The column concludes with a stark assessment: recognising a Palestinian state without a credible plan for disarmament, hostage release, and a sustainable peace agreement would amount to an abandonment of decades of diplomatic precedent. Pollard characterizes the move as “moral and political cowardice of the worst kind,” arguing that it undermines trust between Israel and its neighbours and risks destabilizing a region already scarred by repeated cycles of violence. He also points to other examples in Labour’s recent stance on foreign policy—such as the party’s position on sovereignty and territorial arrangements in other parts of the world—to argue that the current approach signals a broader pattern of appeasement on the world stage. In Pollard’s view, ending the Gaza war requires steady, principled diplomacy, not symbolic gestures that could encourage further violence.

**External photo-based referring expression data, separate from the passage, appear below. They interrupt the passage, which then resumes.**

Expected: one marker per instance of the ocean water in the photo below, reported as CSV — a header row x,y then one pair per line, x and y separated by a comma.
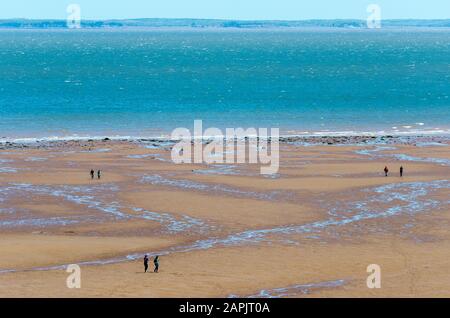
x,y
148,82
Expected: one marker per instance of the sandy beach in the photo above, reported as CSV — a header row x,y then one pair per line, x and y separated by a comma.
x,y
225,230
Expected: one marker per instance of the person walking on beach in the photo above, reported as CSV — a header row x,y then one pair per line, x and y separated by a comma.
x,y
156,262
145,263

As the debate unfolds, government officials and opposition lawmakers in the United Kingdom are watching closely how such a move would influence Britain’s relationship with Israel, with Palestinian leadership, and with international partners who advocate a two-state solution grounded in security guarantees for both sides. Supporters of recognising a Palestinian state argue that it would acknowledge Palestinian national aspirations and provide a framework for future negotiations, while critics contend that unilateral recognition, without enforceable peace terms, could undermine security and prolong conflict. The coming weeks are expected to illuminate how far the policy shift has gained traction within Labour and how the party plans to balance domestic political considerations with international diplomacy in a volatile regional context.